- Paraît chaque dimanche à 8 heures tapantes, méridien de Paris -

dimanche 1 novembre 2020

Ses lèvres étaient scellées par une volonté jamais défaillante. - François Mauriac, le Nœud de vipères

    




Dans la musique de Vinteuil, il y avait ainsi de ces visions qu’il est impossible d’exprimer et presque défendu de contempler, puisque, quand au moment de s’endormir on reçoit la caresse de leur enchantement, à ce moment même, où la raison nous a déjà abandonnés, les yeux se scellent et, avant d’avoir eu le temps de connaître non seulement l’ineffable mais l’invisible, on s’endort.


Marcel Proust,

La Prisonnière,
cinquième tome d'À la recherche du temps perdu



Proust et la musique !






Bonjour à toutes et tous,


En ce dimanche 1er novembre 2020, jour de la Toussaint, et veille du jour des morts,
- en d'autres termes et dans une autre langue indo-européenne, All Hallows' Day,  le jour qui, en toute logique, suit All-Hallow-even, nom que l'on réduit en Halloween ; relisez donc Olga, seule avec un soldat, à Halloween? Pas très catholique tout ça... s'il y avait jamais le moindre doute -
nous poursuivons l'étude des dérivés de la racine indo-européenne sek-“couper, à l'origine de notre français enseignant.


Le jour des morts.
Ouais, il porte bien son nom,  cette année, non ?
Bref.



🜛🜛🜛


Faisons le point.



Nous savons déjà que c'est par une forme indo-européenne *sek(h)-no-“coupe, coupé, puis par une forme italique *sekno-, “statue, signe
- toutes deux reconstruites, bien sûr, d'où l'astérisque initial-,
que notre jolie *sek-“couper”, a donné le latin sīgnummarque, signe...”, dont dérivera, des siècles plus tard, enseignant

**********

racine proto-indo-européenne *sek-“couper
adjectif & nom indo-européen *sek(h)-no-“coupe, coupé
proto-italique *sekno-, “statue, signe
latin sīgnum, marque, signe...
deuxième terme de l'adjectif in-signis, qui a un signe particulier”, remarquable, insigne...
verbe īnsigniō, mettre une marque, signaler, distinguer, désigner
altération
latin médiéval *insignāre
ancien français enseignier, “faire connaître par un signe” (1050)
extension du sens (entre 1165 et 1170)
“instruire (quelqu'un)”
glissement de sens
“apprendre à quelqu'un” (vers 1200)
moyen français enseignier
français enseigner, “enseigner que” et “transmettre des connaissances à (un élève)” (fin du XVIIème)
emploi absolu, pour être enseignant” (fin du XVIIIème)
participe présent
français enseignant, “qui enseigne”, 1762
sens spécialisé : Église enseignante (1771)
corps enseignant (1806)
substantivation
enseignant, enseignante (1865)

**********

🜛🜛🜛
 


Bon.

Attardons-nous, voulez-vous, sur le latin classique sīgnum, marque, signe...”.

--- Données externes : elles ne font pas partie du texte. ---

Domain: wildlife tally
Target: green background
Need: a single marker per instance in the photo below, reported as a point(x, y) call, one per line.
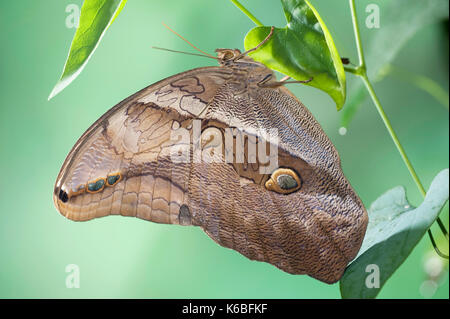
point(130, 258)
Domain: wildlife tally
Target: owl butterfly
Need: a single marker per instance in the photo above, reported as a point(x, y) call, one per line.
point(231, 150)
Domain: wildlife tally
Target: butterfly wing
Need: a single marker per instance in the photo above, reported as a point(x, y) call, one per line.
point(121, 164)
point(124, 164)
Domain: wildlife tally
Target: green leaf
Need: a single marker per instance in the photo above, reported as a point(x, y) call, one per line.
point(303, 49)
point(395, 228)
point(96, 16)
point(401, 20)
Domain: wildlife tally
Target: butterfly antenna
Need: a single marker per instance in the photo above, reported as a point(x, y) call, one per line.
point(207, 54)
point(257, 47)
point(188, 53)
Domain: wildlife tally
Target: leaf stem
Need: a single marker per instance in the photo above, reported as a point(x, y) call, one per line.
point(246, 12)
point(362, 73)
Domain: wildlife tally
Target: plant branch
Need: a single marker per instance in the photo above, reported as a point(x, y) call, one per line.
point(246, 12)
point(362, 73)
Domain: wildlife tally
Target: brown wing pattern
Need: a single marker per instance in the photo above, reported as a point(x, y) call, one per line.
point(124, 165)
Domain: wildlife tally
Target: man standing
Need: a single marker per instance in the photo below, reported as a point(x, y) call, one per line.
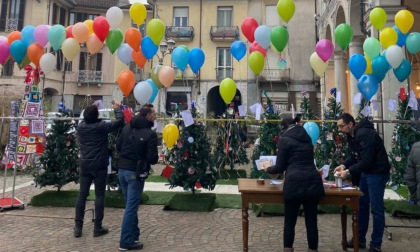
point(93, 138)
point(368, 162)
point(138, 142)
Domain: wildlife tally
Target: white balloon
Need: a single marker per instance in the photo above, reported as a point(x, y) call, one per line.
point(143, 92)
point(47, 63)
point(114, 15)
point(394, 55)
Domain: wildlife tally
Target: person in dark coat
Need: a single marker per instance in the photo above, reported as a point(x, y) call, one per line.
point(138, 142)
point(94, 159)
point(412, 174)
point(302, 184)
point(369, 167)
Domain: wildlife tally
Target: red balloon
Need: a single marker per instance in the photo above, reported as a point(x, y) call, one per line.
point(101, 28)
point(257, 47)
point(69, 31)
point(248, 27)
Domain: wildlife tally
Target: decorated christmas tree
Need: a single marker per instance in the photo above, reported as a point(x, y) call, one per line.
point(60, 158)
point(268, 135)
point(331, 148)
point(403, 137)
point(229, 149)
point(192, 159)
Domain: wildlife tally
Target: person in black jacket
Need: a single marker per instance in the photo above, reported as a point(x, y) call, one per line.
point(137, 142)
point(369, 164)
point(302, 183)
point(93, 139)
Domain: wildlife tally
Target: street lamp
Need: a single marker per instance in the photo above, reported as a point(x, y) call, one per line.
point(165, 48)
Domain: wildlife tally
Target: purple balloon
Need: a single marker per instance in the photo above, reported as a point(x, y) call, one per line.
point(324, 49)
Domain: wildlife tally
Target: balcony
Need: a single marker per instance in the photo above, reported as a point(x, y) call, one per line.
point(224, 33)
point(88, 76)
point(184, 33)
point(274, 75)
point(224, 72)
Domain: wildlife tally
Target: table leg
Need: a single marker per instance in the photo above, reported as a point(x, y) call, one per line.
point(344, 226)
point(245, 224)
point(355, 225)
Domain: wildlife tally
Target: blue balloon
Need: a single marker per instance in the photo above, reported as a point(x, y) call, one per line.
point(401, 36)
point(368, 85)
point(27, 34)
point(180, 57)
point(155, 90)
point(403, 71)
point(313, 131)
point(380, 67)
point(196, 59)
point(148, 47)
point(357, 65)
point(18, 50)
point(238, 49)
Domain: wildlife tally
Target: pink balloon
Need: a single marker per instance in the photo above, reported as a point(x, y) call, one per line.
point(4, 51)
point(257, 47)
point(41, 35)
point(166, 76)
point(324, 49)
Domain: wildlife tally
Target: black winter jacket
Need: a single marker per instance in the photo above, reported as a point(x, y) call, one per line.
point(368, 154)
point(295, 155)
point(138, 136)
point(93, 140)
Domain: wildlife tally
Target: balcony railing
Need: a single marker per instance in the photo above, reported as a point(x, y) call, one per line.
point(185, 33)
point(224, 72)
point(88, 76)
point(223, 33)
point(274, 75)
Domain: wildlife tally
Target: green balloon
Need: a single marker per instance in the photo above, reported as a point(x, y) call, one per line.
point(114, 39)
point(279, 38)
point(343, 35)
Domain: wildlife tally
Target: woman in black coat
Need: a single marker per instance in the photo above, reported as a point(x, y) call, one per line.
point(302, 184)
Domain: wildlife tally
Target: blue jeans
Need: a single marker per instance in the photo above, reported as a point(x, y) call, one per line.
point(373, 188)
point(132, 188)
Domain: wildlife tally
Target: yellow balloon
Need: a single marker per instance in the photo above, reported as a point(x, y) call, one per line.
point(89, 23)
point(286, 9)
point(317, 64)
point(256, 62)
point(404, 20)
point(378, 18)
point(170, 134)
point(388, 37)
point(368, 65)
point(138, 13)
point(227, 90)
point(155, 30)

Ah oui, tant que j'y pense... Nous avions déjà traité d'une tout autre racine à qui nous devons très précisément notre français marque*merg-, “frontière, limite”. 
Allez, les amis, on relit certaines marques de chaussures sont plutôt faites pour se faire remarquer que pour marcher


Or donc, 
sīgnum, marque, signe...”...

Je ne vous ferai évidemment pas l'injure de vous préciser que nous lui devons nos français signe, signature, enseigne, renseigner...

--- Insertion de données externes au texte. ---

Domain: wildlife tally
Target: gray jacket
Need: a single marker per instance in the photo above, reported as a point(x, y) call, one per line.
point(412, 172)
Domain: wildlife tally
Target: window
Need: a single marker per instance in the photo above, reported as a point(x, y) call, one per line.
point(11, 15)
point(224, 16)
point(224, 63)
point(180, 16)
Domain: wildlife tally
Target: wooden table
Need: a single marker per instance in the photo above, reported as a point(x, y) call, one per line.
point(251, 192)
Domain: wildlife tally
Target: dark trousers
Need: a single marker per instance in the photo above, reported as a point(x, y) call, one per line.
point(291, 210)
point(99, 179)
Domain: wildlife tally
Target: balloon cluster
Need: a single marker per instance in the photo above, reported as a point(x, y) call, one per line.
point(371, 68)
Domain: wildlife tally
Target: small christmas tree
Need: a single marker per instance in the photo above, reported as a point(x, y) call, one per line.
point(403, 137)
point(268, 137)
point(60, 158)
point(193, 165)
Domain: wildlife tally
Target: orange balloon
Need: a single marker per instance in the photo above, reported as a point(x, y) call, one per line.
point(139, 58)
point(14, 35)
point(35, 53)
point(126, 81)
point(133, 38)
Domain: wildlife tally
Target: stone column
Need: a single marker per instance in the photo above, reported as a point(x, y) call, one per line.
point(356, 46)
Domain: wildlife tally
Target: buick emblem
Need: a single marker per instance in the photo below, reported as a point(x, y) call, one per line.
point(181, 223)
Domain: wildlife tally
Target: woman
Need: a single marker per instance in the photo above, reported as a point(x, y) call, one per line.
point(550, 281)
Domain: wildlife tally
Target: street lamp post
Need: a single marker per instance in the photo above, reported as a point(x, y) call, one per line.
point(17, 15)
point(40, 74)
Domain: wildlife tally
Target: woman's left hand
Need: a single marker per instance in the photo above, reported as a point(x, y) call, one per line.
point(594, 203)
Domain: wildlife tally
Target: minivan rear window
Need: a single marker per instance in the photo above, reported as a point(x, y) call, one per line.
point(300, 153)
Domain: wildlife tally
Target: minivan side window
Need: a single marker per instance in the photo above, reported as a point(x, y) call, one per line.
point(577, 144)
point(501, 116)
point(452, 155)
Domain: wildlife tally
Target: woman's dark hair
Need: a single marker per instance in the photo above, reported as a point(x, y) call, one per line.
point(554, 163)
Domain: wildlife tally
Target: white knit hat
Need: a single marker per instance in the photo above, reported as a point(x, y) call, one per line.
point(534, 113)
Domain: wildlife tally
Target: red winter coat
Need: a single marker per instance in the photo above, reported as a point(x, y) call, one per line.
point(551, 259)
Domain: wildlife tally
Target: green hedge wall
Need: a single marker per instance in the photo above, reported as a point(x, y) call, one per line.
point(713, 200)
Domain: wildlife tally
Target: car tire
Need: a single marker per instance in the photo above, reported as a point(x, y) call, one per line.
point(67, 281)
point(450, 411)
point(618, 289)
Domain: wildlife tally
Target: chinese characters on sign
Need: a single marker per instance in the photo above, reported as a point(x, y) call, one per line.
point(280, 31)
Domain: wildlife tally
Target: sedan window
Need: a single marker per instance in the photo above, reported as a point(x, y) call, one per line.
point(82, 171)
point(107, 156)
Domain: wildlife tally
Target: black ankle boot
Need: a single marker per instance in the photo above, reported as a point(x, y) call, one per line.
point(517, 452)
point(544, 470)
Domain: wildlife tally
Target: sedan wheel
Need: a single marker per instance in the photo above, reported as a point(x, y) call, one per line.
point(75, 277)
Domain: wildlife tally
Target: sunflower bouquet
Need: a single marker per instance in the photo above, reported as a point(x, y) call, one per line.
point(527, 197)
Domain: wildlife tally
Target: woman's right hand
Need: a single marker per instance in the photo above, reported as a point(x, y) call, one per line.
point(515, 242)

- Mmmh ? Quoi ? Ah bon ? Maisje ?
- Non non, rien, ne vous inquiétez surtout pas...



En revanche, certains de ses dérivés ne vous sauteront pas nécessairement aux yeux.

Oh... Et c'est bien entendu à Alain Rey que je pense en ce moment.
Comme bien souvent, c'est lui qui me guide pour l'étymologie de nos mots français.

Merci, Monsieur Rey. Merci pour tout.

Alain Rey,
30 août 1928 - 28 octobre 2020





Le premier de ces dérivés improbables pourrait bien être... sceau.

Sceau ?

Alain Rey nous en dirait...
Cachet officiel où sont gravés en creux l'effigie, les armes, la devise (d'un souverain, d'un État, d'un corps constitué…), et dont l'empreinte est apposée sur des actes pour les authentiquer ou les fermer de façon inviolable.
Oh, merci, merci ©Le Grand Robert de la langue française




On rencontrait le mot sous de multiples formes (seel, sael, saiel, seax, seau...) avant qu'il ne se fixe en sceau au XVème.

Que ce soit clair : ce très curieux c, qui n'a rien à y faire, n'y a été introduit que pour le distinguer de... seau, mais il n'a aucune valeur étymologique.

un seau


un sceau



C'est par le latin populaire *sigellum, altération du latin classique sigillumfigurine, statuette...”, que sceau descend de notre latin sīgnum.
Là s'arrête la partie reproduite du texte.